Two accidents remain central to the regulatory record. United Parcel Service Flight 6, a Boeing 747 freighter carrying roughly 81,000 lithium-ion cells, was lost near Dubai in September 2010 after an in-flight cargo fire [8]. Asiana Airlines Flight 991, also a 747 freighter, went down off Jeju in July 2011 with dangerous goods including lithium-ion batteries aboard [9]. In January 2025, a power bank in an overhead bin ignited on a parked Air Busan aircraft. No one was killed, but the airframe was destroyed. The event was spotted by passengers and crew, not by any installed detector [6]. The regulatory response to these failures has been steady tightening of the ICAO Technical Instructions and the IATA Dangerous Goods Regulations, including the ban on lithium-ion cells as cargo on passenger aircraft and a thirty percent state-of-charge cap for cargo shipments [10,11]. Neither measure addresses the detection problem inside the hold.
Cargo compartment fire detection still rests almost entirely on photoelectric smoke sensors, which respond to scattered light from solid combustion particles. The trouble is that a lithium-ion cell in the early stage of failure does not produce much in the way of solid smoke. It produces gas. Work by the FAA Fire Safety Branch and by several university groups has shown that a failing cell vents hydrogen, carbon monoxide, methane, ethane, ethylene, propylene and traces of hydrogen fluoride for a period that can run from seconds to several minutes before the smoke threshold is reached [12,13]. A detector tuned to the gas rather than to the smoke could therefore activate well before the suppression system reaches its effective limit.
This connection has received little attention in the literature. The vent gas inventory maps almost cleanly onto Class 2 of the United Nations Recommendations on the Transport of Dangerous Goods. Hydrogen and the light hydrocarbons are Class 2.1 flammable gases. Carbon dioxide is Class 2.2. Carbon monoxide is Class 2.3 toxic gas [14]. The same scheme that a dangerous goods officer uses to classify a shipment also describes, almost item for item, what that shipment will emit if it fails. It means that the regulatory language already in use across the freight system can serve as the organising principle for a detection architecture—something neither the battery safety literature nor the aerospace fire-protection literature has previously made explicit.
Recent literature has developed on two fronts.

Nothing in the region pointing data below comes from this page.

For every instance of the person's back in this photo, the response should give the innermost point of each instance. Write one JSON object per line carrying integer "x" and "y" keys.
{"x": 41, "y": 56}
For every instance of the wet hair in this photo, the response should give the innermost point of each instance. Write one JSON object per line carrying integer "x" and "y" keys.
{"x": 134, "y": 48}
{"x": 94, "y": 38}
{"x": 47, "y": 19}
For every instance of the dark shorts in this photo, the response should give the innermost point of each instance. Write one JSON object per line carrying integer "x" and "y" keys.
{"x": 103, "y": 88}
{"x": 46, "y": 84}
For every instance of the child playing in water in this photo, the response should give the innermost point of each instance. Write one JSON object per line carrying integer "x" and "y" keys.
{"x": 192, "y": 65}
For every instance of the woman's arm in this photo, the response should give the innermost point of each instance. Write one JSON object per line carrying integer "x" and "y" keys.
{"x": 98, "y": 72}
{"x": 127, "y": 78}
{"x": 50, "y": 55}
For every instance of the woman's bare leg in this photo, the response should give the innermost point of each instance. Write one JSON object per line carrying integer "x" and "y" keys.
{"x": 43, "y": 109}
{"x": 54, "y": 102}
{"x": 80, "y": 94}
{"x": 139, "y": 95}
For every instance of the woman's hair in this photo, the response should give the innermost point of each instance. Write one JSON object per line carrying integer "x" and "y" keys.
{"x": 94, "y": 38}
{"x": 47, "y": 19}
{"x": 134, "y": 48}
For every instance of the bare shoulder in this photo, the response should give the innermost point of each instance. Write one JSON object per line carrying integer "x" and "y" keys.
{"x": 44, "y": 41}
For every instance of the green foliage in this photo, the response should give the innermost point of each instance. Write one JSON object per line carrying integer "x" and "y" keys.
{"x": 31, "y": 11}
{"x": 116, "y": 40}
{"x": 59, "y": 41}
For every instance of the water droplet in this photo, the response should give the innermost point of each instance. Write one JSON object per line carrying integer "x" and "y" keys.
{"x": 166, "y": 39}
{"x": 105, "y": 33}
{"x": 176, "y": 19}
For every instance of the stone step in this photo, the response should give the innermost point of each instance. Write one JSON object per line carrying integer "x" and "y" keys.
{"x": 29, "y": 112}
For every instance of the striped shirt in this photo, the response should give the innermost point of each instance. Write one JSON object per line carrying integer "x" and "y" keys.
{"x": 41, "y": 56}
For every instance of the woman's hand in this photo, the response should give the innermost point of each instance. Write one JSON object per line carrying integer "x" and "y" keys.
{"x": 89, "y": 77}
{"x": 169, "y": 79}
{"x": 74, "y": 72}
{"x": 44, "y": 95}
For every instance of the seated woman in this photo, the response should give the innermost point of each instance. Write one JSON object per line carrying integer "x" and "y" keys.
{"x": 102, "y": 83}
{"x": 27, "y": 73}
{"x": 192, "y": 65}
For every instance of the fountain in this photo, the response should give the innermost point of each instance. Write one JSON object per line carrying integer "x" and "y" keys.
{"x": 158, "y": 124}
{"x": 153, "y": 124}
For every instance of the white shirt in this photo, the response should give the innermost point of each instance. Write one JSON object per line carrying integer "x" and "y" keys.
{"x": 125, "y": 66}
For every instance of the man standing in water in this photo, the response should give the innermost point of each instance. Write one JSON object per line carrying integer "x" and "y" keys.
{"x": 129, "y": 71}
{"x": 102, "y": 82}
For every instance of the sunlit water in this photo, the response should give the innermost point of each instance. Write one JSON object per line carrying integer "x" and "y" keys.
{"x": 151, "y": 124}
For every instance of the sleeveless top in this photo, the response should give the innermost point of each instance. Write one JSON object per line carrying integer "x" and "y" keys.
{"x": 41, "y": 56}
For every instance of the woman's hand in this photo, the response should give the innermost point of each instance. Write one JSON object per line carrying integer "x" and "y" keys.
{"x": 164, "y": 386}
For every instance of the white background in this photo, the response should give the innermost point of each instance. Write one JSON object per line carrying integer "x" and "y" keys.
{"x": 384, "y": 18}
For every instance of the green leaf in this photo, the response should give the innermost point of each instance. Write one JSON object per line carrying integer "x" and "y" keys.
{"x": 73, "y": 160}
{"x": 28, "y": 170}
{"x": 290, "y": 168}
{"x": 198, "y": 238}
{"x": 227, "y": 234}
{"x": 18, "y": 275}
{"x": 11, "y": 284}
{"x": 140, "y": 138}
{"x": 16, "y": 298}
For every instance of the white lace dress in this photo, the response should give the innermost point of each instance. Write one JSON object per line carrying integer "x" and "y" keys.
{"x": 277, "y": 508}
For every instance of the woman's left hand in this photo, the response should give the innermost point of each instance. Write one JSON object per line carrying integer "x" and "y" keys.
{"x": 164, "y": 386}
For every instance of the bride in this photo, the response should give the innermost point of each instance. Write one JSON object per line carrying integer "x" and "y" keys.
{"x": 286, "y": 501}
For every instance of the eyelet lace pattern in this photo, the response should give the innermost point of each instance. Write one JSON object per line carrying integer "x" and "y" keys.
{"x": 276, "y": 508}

Bugryniec and colleagues published a thorough meta-analysis of vent gas composition in 2024, pulling the experimental data together on a per-watt-hour basis and settling several questions about how chemistry and state of charge shape the gas mixture [15]. On the sensing side, reviews by Han and colleagues, by Teng and Lv, and by Zhang and colleagues have surveyed the resistive, electrochemical and optical technologies suited to early warning [16,17,18], while Wang and colleagues used a principal component analysis of 247 reported failures to derive chemistry-specific sensor advice [19]. No published work applies these consolidated findings specifically to the aircraft cargo hold, where the constraints are chemical, regulatory and economic in equal measure, and where any proposed device must satisfy the certification basis of CS-25 and 14 CFR Part 25 before it can fly.
This review addresses that gap. Three questions guide the analysis. What is the Class 2 vent gas profile that a cargo-hold sensor must detect, and how does it shift across the device categories that dominate the incident record? What does the operational record show about the interval between first venting and smoke-alarm activation? And given the constraints of the flight envelope, the certification regime and the cost structure of commercial aviation, which sensor technologies—and which combinations—offer the most defensible early warning design?
The contribution is specific in three respects. The Class 2 taxonomy is used explicitly as a design driver for sensor selection—a step neither the off-gas reviews nor the fire-protection literature has previously taken. A multi-criteria decision protocol is built and documented in full, so the weighting and ranking can be audited and updated. And a set of concrete regulatory openings is identified where gas-phase detection could enter the ICAO, IATA and EASA frameworks without disturbing the established classification system.
The paper is organised as follows. Section 2 establishes the theoretical and technical foundations. Section 3 details the literature assembly and decision model. Section 4 presents the synthesis and sensor ranking. Section 5 discusses regulatory implications, open engineering questions and limitations. Section 6 draws conclusions.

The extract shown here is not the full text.